Back to the game at hand. I suspected Bronson Arroyo would be dominant, and he was. I was surprised at how early Dusty Baker hooked him – 6 2/3 innings, 85 pitches – but that’s Dusty for you. In any case, Arroyo allowed no runs on 6 hits in those innings, and generally looked like he intended to eat the Rockies for dinner. His comrades Alfredo Simon and Aroldis Chapman each surrendered a hit, but otherwise were no less in control of the game than Arroyo was.
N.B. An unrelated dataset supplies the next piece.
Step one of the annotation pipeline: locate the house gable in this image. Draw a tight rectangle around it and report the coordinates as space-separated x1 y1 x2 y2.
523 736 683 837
On the other side, Drew Pomeranz had a so-so outing that unfortunately was never going to be good enough thanks to the Rockies’ inability to plate a run. Pomeranz went 5 1/3 innings and was allowed 87 pitches. The only tough inning was the 3rd, when he allowed 3 hits and a sacrifice fly which led to 2 runs. The third run charged to him really can’t be said to be his fault; it was his runner, sure, but it was Adam Ottavino‘s two wild pitches that scored that runner. Pomeranz was even more attached to his fastball than usual last night, and I wish he would throw his curveball more often. It’s such a tricky pitch, but he doesn’t seem to believe in it enough to make more use of it. The fact that he is able to fool hitters as much as he does with just the fastball is highly impressive.
Sometimes I don’t get a chance to see the end of the game for one reason or another, and then I’ll check out the headline on the Rockies’ Facebook page to get a quick summary of what happened. The headline always accentuates the positive. Last night’s was “CarGo, Pacheco collect two hits each in loss.” I’m sorry, but when the most celebratory thing your team does is NOT go hitless, it’s time to cry.